Bild 1 : Kristalle von käuflichem rhombischen Schwefel.

22.4.10.1. Rhombisch und monoklin – wo ist der Unterschied ?

Die cyclo–Octaschwefel–Moleküle sind im rhombischen und im monoklinen Schwefel unterschiedlich gepackt.

Als Konsequenz haben rhombischer und monokliner Schwefel unterschiedliche Eigenschaften. Im rhombischen Schwefel sind die Moleküle etwas dichter gepackt; daher hat er eine etwas höhere Dichte. Auch die anderen physikalischen Eigenschaften unterscheiden sich.

22.4.10.2. Rhombischer Schwefel

Es ist wirklich nicht einfach, die sperrigen, kronenförmigen Moleküle des cyclo–Octaschwefels platzsparend zusammenzupacken. Im folgenden werden wir in 4 Schritten einen kleinen Ausschnitt eines Kristalls des rhombischen Schwefels aufbauen. Er umfasst 2 Elementarzellen.

Zu jedem Schritt gehört eines der Bilder auf der linken Seite, das einen Ausschnitt aus der JSmol–Visualisierung zeigt, dann die Visualisierung selbst, die Sie durch Anklicken des Links unter dem Bild starten können, und schließlich der Text rechts.

2 Moleküle des rhombischen Schwefels

Bild 2 : 2 Moleküle des rhombischen Schwefels

rhombischer Schwefel interaktiv

Erster Schritt

Im ersten Schritt der JSmol–Visualisierung sind 2 Moleküle zu sehen. Bild 2 zeigt sie. Sie haben die gleiche Orientierung im Raum, sind aber in Blickrichtung versetzt.

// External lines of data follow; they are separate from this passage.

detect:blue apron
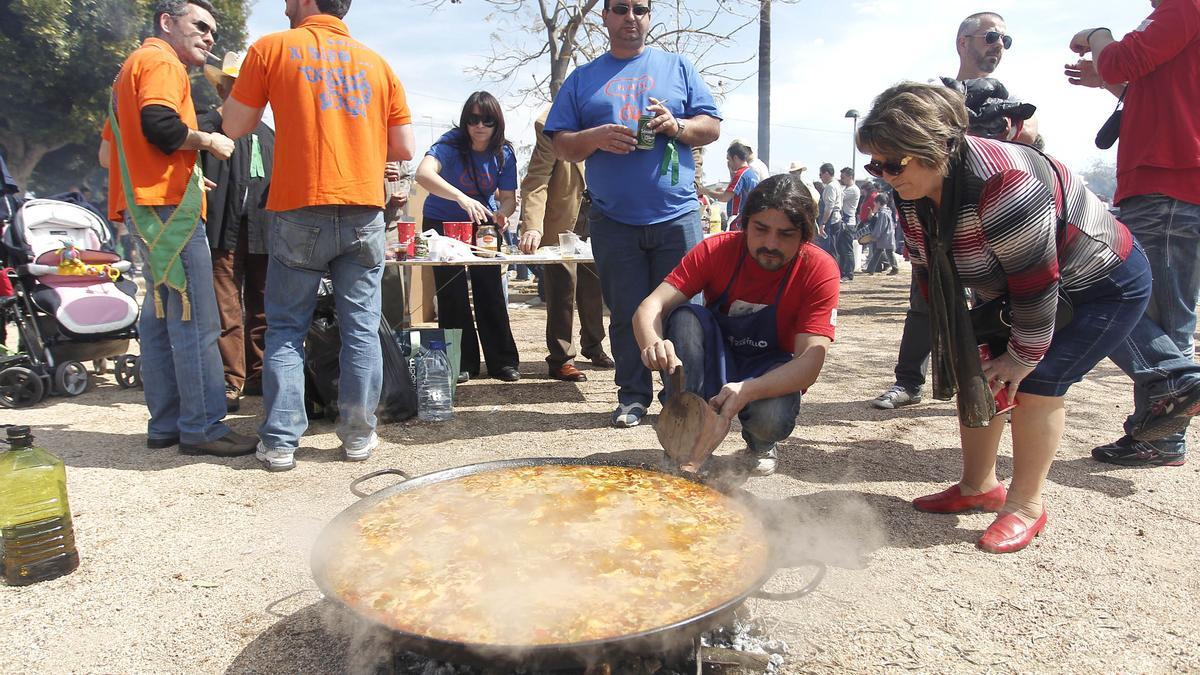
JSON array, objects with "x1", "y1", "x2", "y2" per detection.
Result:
[{"x1": 670, "y1": 251, "x2": 796, "y2": 398}]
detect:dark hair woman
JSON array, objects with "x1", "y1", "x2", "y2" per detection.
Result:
[
  {"x1": 857, "y1": 81, "x2": 1152, "y2": 553},
  {"x1": 415, "y1": 91, "x2": 520, "y2": 382}
]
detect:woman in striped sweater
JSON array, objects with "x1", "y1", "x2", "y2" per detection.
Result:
[{"x1": 857, "y1": 82, "x2": 1152, "y2": 553}]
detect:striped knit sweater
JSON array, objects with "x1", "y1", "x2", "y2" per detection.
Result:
[{"x1": 899, "y1": 136, "x2": 1134, "y2": 366}]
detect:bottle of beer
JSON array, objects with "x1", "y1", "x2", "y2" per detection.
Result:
[{"x1": 0, "y1": 426, "x2": 80, "y2": 585}]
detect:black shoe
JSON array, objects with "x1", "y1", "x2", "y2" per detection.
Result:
[
  {"x1": 1132, "y1": 379, "x2": 1200, "y2": 441},
  {"x1": 146, "y1": 435, "x2": 180, "y2": 449},
  {"x1": 1091, "y1": 435, "x2": 1186, "y2": 467},
  {"x1": 584, "y1": 353, "x2": 616, "y2": 369},
  {"x1": 457, "y1": 371, "x2": 471, "y2": 384},
  {"x1": 492, "y1": 366, "x2": 521, "y2": 382},
  {"x1": 242, "y1": 380, "x2": 263, "y2": 397},
  {"x1": 180, "y1": 430, "x2": 258, "y2": 458}
]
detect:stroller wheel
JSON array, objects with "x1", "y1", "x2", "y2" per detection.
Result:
[
  {"x1": 115, "y1": 355, "x2": 137, "y2": 389},
  {"x1": 54, "y1": 361, "x2": 91, "y2": 396},
  {"x1": 0, "y1": 366, "x2": 46, "y2": 408}
]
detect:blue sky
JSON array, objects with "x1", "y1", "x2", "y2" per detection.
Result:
[{"x1": 245, "y1": 1, "x2": 1152, "y2": 181}]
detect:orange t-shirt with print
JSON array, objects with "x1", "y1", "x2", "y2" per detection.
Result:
[
  {"x1": 231, "y1": 15, "x2": 411, "y2": 211},
  {"x1": 102, "y1": 37, "x2": 204, "y2": 222}
]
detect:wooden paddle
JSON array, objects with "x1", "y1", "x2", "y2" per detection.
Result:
[{"x1": 655, "y1": 364, "x2": 731, "y2": 473}]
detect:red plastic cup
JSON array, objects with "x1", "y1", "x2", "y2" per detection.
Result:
[
  {"x1": 979, "y1": 344, "x2": 1018, "y2": 415},
  {"x1": 446, "y1": 221, "x2": 472, "y2": 244},
  {"x1": 396, "y1": 221, "x2": 417, "y2": 256}
]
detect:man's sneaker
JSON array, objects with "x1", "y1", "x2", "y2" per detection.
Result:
[
  {"x1": 255, "y1": 442, "x2": 297, "y2": 472},
  {"x1": 872, "y1": 385, "x2": 922, "y2": 410},
  {"x1": 1132, "y1": 379, "x2": 1200, "y2": 442},
  {"x1": 225, "y1": 385, "x2": 241, "y2": 413},
  {"x1": 1091, "y1": 435, "x2": 1186, "y2": 467},
  {"x1": 611, "y1": 402, "x2": 647, "y2": 428},
  {"x1": 737, "y1": 445, "x2": 778, "y2": 477},
  {"x1": 342, "y1": 432, "x2": 379, "y2": 462}
]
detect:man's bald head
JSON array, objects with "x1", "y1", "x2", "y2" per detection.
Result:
[{"x1": 956, "y1": 12, "x2": 1008, "y2": 79}]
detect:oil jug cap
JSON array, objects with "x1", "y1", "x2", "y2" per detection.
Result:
[{"x1": 5, "y1": 425, "x2": 32, "y2": 446}]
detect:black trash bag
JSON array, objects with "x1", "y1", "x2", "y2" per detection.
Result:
[{"x1": 304, "y1": 280, "x2": 418, "y2": 423}]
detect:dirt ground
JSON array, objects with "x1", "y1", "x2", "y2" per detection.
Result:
[{"x1": 2, "y1": 264, "x2": 1199, "y2": 674}]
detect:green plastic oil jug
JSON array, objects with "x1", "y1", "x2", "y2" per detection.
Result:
[{"x1": 0, "y1": 426, "x2": 79, "y2": 585}]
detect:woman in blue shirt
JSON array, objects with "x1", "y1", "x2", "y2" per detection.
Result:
[{"x1": 415, "y1": 92, "x2": 521, "y2": 382}]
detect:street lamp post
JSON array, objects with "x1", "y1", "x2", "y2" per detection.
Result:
[{"x1": 845, "y1": 109, "x2": 860, "y2": 175}]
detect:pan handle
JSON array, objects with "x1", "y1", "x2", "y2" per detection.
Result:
[
  {"x1": 751, "y1": 560, "x2": 827, "y2": 601},
  {"x1": 349, "y1": 468, "x2": 411, "y2": 499}
]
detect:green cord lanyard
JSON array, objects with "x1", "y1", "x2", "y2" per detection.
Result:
[
  {"x1": 658, "y1": 138, "x2": 680, "y2": 186},
  {"x1": 249, "y1": 134, "x2": 265, "y2": 179}
]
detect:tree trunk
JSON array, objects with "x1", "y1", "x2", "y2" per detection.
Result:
[
  {"x1": 757, "y1": 0, "x2": 771, "y2": 167},
  {"x1": 0, "y1": 132, "x2": 66, "y2": 192}
]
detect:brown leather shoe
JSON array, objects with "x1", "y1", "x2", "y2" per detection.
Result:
[
  {"x1": 179, "y1": 430, "x2": 258, "y2": 457},
  {"x1": 586, "y1": 353, "x2": 615, "y2": 369},
  {"x1": 550, "y1": 363, "x2": 588, "y2": 382}
]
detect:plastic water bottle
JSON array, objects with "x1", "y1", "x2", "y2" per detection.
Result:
[
  {"x1": 0, "y1": 426, "x2": 80, "y2": 585},
  {"x1": 416, "y1": 341, "x2": 454, "y2": 422}
]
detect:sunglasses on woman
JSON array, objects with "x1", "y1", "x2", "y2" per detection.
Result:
[
  {"x1": 610, "y1": 4, "x2": 651, "y2": 16},
  {"x1": 466, "y1": 114, "x2": 497, "y2": 128},
  {"x1": 864, "y1": 156, "x2": 912, "y2": 179},
  {"x1": 966, "y1": 30, "x2": 1012, "y2": 49}
]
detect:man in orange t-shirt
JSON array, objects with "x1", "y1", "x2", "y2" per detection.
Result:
[
  {"x1": 97, "y1": 0, "x2": 257, "y2": 459},
  {"x1": 222, "y1": 0, "x2": 415, "y2": 472}
]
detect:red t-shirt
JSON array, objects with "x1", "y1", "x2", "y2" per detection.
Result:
[
  {"x1": 664, "y1": 233, "x2": 840, "y2": 350},
  {"x1": 1097, "y1": 0, "x2": 1200, "y2": 206}
]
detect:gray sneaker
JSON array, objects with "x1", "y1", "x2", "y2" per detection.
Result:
[
  {"x1": 737, "y1": 445, "x2": 778, "y2": 477},
  {"x1": 342, "y1": 432, "x2": 379, "y2": 462},
  {"x1": 611, "y1": 402, "x2": 647, "y2": 428},
  {"x1": 871, "y1": 385, "x2": 921, "y2": 410},
  {"x1": 255, "y1": 441, "x2": 296, "y2": 472}
]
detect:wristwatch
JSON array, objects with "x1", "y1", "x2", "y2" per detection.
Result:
[{"x1": 673, "y1": 118, "x2": 687, "y2": 139}]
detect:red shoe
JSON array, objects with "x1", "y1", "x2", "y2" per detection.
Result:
[
  {"x1": 977, "y1": 510, "x2": 1047, "y2": 554},
  {"x1": 912, "y1": 483, "x2": 1007, "y2": 513}
]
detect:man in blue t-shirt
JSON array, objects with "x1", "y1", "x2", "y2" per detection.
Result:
[{"x1": 545, "y1": 0, "x2": 722, "y2": 428}]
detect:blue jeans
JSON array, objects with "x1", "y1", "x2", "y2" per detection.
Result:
[
  {"x1": 133, "y1": 209, "x2": 229, "y2": 444},
  {"x1": 1108, "y1": 195, "x2": 1200, "y2": 452},
  {"x1": 667, "y1": 309, "x2": 801, "y2": 452},
  {"x1": 590, "y1": 208, "x2": 702, "y2": 407},
  {"x1": 1021, "y1": 244, "x2": 1151, "y2": 396},
  {"x1": 259, "y1": 206, "x2": 386, "y2": 451}
]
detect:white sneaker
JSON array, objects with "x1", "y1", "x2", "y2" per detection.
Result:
[
  {"x1": 342, "y1": 432, "x2": 379, "y2": 462},
  {"x1": 611, "y1": 402, "x2": 647, "y2": 428},
  {"x1": 255, "y1": 441, "x2": 296, "y2": 472},
  {"x1": 871, "y1": 385, "x2": 922, "y2": 410},
  {"x1": 737, "y1": 445, "x2": 778, "y2": 477}
]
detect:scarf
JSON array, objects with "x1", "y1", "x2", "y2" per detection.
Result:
[
  {"x1": 107, "y1": 96, "x2": 203, "y2": 320},
  {"x1": 921, "y1": 143, "x2": 995, "y2": 427}
]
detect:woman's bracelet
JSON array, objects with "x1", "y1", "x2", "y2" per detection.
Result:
[{"x1": 1087, "y1": 27, "x2": 1111, "y2": 46}]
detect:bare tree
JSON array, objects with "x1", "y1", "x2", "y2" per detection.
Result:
[{"x1": 417, "y1": 0, "x2": 758, "y2": 105}]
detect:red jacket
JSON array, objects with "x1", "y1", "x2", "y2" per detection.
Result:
[{"x1": 1097, "y1": 0, "x2": 1200, "y2": 206}]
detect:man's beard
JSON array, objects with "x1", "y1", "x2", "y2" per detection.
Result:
[{"x1": 754, "y1": 247, "x2": 787, "y2": 271}]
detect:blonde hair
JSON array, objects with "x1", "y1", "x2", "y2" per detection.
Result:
[{"x1": 856, "y1": 82, "x2": 968, "y2": 176}]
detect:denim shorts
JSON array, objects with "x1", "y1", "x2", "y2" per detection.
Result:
[{"x1": 1020, "y1": 244, "x2": 1152, "y2": 397}]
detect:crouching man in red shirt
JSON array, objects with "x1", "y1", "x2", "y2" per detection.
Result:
[{"x1": 634, "y1": 175, "x2": 840, "y2": 476}]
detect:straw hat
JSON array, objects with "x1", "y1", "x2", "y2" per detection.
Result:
[
  {"x1": 787, "y1": 161, "x2": 807, "y2": 174},
  {"x1": 203, "y1": 51, "x2": 244, "y2": 88}
]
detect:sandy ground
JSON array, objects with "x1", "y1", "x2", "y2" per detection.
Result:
[{"x1": 2, "y1": 263, "x2": 1199, "y2": 674}]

Starten Sie die JSmol–Visualisierung, indem Sie den Link unter dem Bild links anklicken. Sie sehen die beiden Moleküle in einer Kugel–Stab–Darstellung. Sie können zum Kalottenmodell wechseln, das Ihnen die Raumerfüllung der Moleküle deutlicher zeigt, und Sie können die beiden Moleküle aus verschiedenen Richtungen ansehen. Bringen Sie dann die Moleküle mit dem passenden Knopf wieder in die Ausgangsstellung.

 

8 Moleküle des rhombischen Schwefels

Bild 3 : 8 Moleküle des rhombischen Schwefels in gleicher Orientierung

rhombischer Schwefel interaktiv

Zweiter Schritt

In einem Kristall sind die kleinsten Teilchen (hier sind es cyclo–Octaschwefel–Moleküle) regelmäßig in allen Richtungen angeordnet. Erzeugen wir also durch Verschiebung in 2 Richtungen (die senkrecht aufeinander stehen, denn die Kristalle sind ja rhombisch) 6 weitere Moleküle, um eine bessere Vorstellung dieser regelmäßigen Wiederholung zu bekommen. Natürlich haben alle bis jetzt erzeugten Moleküle dieselbe Orientierung im Raum.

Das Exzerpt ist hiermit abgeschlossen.